Nous n'entrevoyons pour l'heure aucune réponse, d'autant que vous avez renoncé – à juste titre – au projet consistant à supprimer 120 000 postes de fonctionnaires et que vous ambitionnez désormais de stabiliser l'emploi public. Vous avez en outre déjà octroyé 2,6 milliards d'euros de mesures catégorielles dans le cadre de votre politique salariale. Les économies ne viendront donc pas de ce côté. Par ailleurs, la croissance prévisionnelle, même revue à la hausse et portée à 6 % – de façon fort hypothétique, d'ailleurs – ne permettra pas de financer ces nouvelles mesures.

Il faut donc trouver d'autres voies. Le FMI et l'OCDE proposent une hausse des dernières tranches du barème des successions ou la création d'une contribution exceptionnelle pour les personnes physiques les plus aisées. Ces pistes devront sans doute être explorées. Vous avez signifié votre opposition à toute hausse de la fiscalité – même si vous avez prolongé la contribution au remboursement de la dette sociale (CRDS), ce qui correspond à une hausse d'impôt implicite. Il est pourtant nécessaire d'instaurer une dose de solidarité fiscale dans votre stratégie de reprise, comme il serait nécessaire de concentrer l'effort d'investissement – qui s'inscrira notamment dans le plan d'investissement promis pour septembre – sur les secteurs offrant un fort effet de levier et présentant des incidences structurelles. Je pense aux infrastructures, aux énergies renouvelables ou à la nécessaire réindustrialisation du pays.

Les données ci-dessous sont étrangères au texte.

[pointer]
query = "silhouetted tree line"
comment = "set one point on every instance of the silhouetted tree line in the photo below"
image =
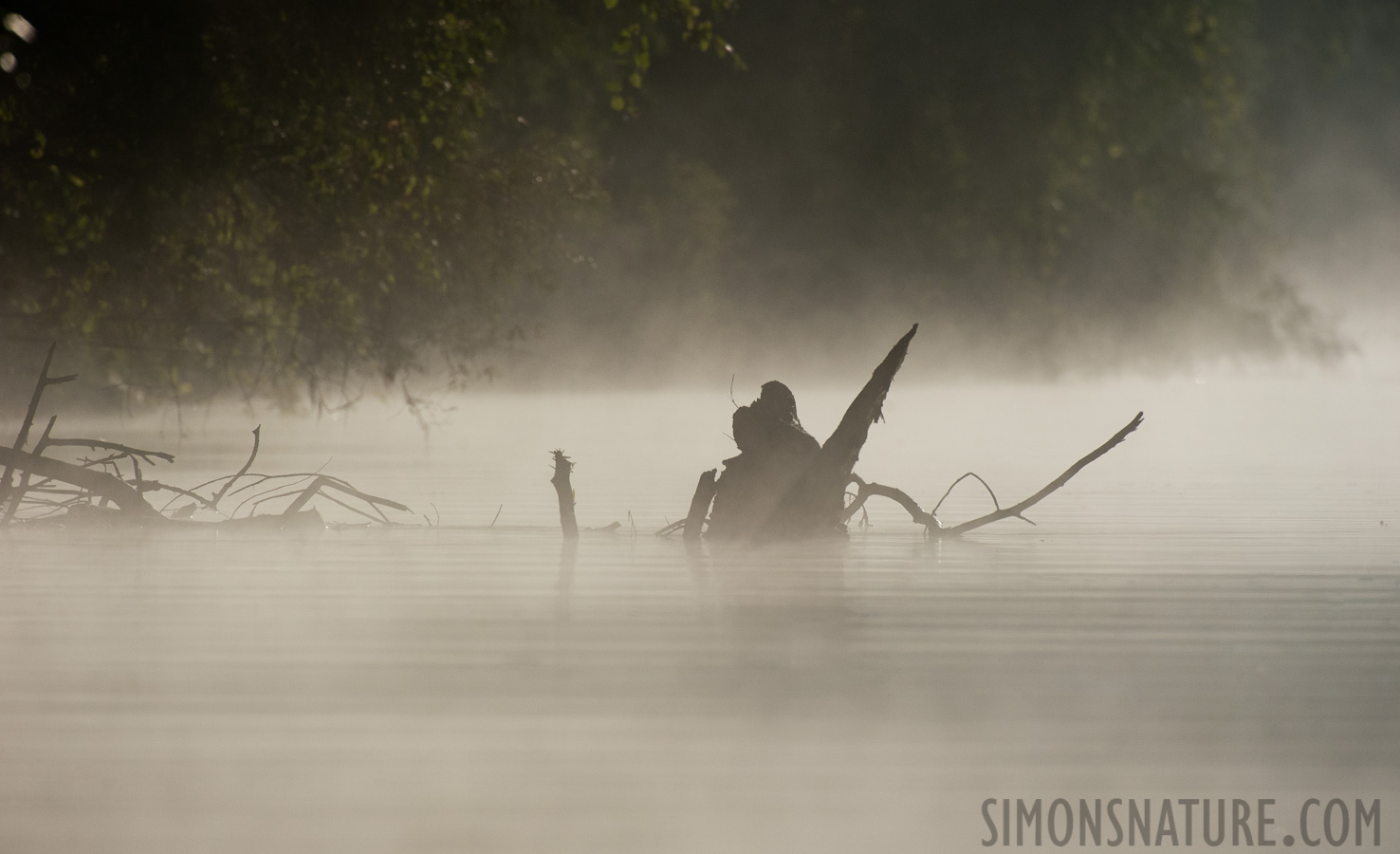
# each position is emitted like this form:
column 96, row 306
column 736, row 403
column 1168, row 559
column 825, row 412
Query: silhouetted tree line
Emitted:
column 277, row 196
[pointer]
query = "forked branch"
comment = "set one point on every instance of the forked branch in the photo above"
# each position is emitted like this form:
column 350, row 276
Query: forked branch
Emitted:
column 1017, row 510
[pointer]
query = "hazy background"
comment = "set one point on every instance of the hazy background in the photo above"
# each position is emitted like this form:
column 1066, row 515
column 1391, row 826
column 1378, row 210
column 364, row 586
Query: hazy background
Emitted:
column 282, row 202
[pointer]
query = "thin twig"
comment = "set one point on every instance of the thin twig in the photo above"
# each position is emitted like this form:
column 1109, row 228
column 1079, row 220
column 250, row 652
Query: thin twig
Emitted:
column 120, row 450
column 241, row 472
column 1017, row 510
column 994, row 503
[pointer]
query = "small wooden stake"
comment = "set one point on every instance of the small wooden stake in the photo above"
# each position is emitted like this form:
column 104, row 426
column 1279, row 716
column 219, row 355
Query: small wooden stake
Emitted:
column 566, row 494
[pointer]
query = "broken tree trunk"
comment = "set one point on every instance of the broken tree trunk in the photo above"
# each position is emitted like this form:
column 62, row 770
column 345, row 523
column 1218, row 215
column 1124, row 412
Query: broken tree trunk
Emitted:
column 99, row 483
column 814, row 506
column 566, row 494
column 700, row 506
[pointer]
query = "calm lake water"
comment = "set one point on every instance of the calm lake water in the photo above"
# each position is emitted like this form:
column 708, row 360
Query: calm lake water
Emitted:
column 1211, row 611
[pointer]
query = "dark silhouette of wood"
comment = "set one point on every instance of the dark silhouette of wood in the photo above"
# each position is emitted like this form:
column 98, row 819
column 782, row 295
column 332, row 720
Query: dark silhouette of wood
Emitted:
column 223, row 491
column 23, row 438
column 563, row 467
column 935, row 528
column 99, row 483
column 867, row 489
column 815, row 504
column 700, row 506
column 1017, row 510
column 774, row 453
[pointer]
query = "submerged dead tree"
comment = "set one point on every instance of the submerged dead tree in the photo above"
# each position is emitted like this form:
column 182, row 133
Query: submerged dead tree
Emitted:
column 112, row 488
column 783, row 485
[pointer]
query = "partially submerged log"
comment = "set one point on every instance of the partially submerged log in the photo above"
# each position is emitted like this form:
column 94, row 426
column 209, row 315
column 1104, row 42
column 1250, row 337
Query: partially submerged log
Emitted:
column 97, row 491
column 700, row 506
column 784, row 485
column 780, row 486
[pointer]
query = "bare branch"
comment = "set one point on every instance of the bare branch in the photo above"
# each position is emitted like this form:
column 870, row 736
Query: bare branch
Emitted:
column 899, row 496
column 213, row 503
column 117, row 448
column 1017, row 510
column 994, row 503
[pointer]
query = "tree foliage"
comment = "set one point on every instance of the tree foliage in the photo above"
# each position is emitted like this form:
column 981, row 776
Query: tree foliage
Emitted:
column 269, row 196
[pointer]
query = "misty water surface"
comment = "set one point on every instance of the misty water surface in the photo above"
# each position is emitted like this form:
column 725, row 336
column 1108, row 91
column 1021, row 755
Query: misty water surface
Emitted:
column 1212, row 609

Dans la même logique, pour accentuer la solidarité entre l'État et les collectivités, notre groupe recommande de renforcer la dimension territoriale du plan de relance : comme nous l'avons souligné à plusieurs reprises, certains territoires particulièrement touchés, comme la Corse ou les collectivités d'outre-mer, doivent bénéficier d'aides adaptées.

Le prochain PLF devra également donner la priorité à la transition écologique. Le groupe Libertés et territoires salue l'important volet environnemental du plan de relance, même si le budget 2021 contient encore trop de dépenses défavorables à l'environnement. Nous nous demandons d'ailleurs, monsieur le ministre, comment vous comptez limiter le poids de la fiscalité brune, qui ira probablement à l'encontre des efforts de verdissement du budget.

Je constate par ailleurs que le calendrier des réformes structurelles, notamment de celle des retraites, reste lointain. Il est vrai qu'il ne paraît pas souhaitable de mener une telle réforme maintenant, alors que les effets de la crise sont loin d'être éteints et que les acteurs économiques ont besoin de stabilité.

L'exercice 2022 reste donc flou et le rapport préparatoire transmis par le Gouvernement ne permet pas d'alimenter notre réflexion : alors que son tome 2 comptait près de cent pages en 2017, il se limite cette année à cinq pages, dont deux pages blanches, auxquelles il faut ajouter deux rapports remis aujourd'hui à cinq heures du matin ! Difficile, dans ces conditions, d'apprécier la situation.

Je terminerai donc en formulant deux vœux pieux : que le Gouvernement fasse preuve de davantage de transparence dans les mois à venir et surtout qu'il ne fasse pas du budget 2022 un budget marqué par l'élection présidentielle, mais un projet en vue du redressement et de la reprise.